Dall’altro lato, Bagnai è tornato sulla evidente contraddizione, di cui si è scritto diffusamente su Start qualche giorno fa, tra pomposi obiettivi “(sviluppo di attività finanziarie e di investimento, anche a sostegno delle imprese e dell’occupazione, nel Mezzogiorno, da realizzarsi con operazioni finanziarie, anche mediante il ricorso all’acquisizione di partecipazioni al capitale di banche e società finanziarie”) e cruda realtà costituita dalla presenza di “logiche, criteri e condizioni di mercato”.
Come spiegato nel dettaglio, il rispetto di condizioni di mercato comporta con ogni probabilità una drastica cura dimagrante per il perimetro di attività e per il personale della banca. Altrimenti la scure della DG Concorrenza di Bruxelles cadrà inesorabilmente, chiedendo il preventivo sacrificio dei creditori (quelli non protetti) della banca. Ma davvero si crede possibile “sostenere le imprese e l’occupazione” e, al contempo, soddisfare gli obiettivi di un piano industriale che devono essere necessariamente sfidanti ed in linea con quelli che avrebbe posto e richiesto un operatore privato? Ma se si chiede allo Stato di operare come un privato, allora a cosa serve più lo Stato?
In attesa che il piano industriale, che costituirà base per la decisione dell’investimento di Mcc nella Banca Popolare di Bari, sia pronto, ad oggi ci sono i seguenti punti fermi che però non lasciano ancora intravedere quale sarà la casella di arrivo della vicenda.

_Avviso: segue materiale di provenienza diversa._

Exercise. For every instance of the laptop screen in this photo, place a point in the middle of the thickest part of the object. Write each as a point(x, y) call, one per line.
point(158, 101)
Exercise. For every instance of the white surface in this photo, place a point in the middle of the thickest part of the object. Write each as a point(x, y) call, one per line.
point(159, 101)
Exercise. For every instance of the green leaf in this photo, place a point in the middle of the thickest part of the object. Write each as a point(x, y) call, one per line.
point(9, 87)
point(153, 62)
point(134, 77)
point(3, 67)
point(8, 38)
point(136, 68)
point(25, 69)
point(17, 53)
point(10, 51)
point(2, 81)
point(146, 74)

Le perdite e gli accantonamenti (soprattutto a causa del prevedibile ingente contenzioso con i soci a cui sono state vendute azioni, senza avere piena consapevolezza del rischio) potrebbero assorbire sia i 442 milioni di patrimonio netto al 30/6/2019 e sia una buona parte dell’intervento di 700 milioni del Fitd deliberato a fine dicembre. Quanto residuerà di quei 700 milioni, affinché il Fitd possa utilizzarli per l’aumento di capitale, sarà noto solo al termine della due diligence a fine marzo. Si parla di non più di 200/300 milioni, che si aggiungeranno agli altri 700 milioni di capitale che saranno versati da Mcc solo a banca ripulita e a fronte di un sostenibile piano industriale che rispetti le famose “condizioni di mercato” poste dalla Vestager.
Come si vede, la strada è ancora lunga e tortuosa.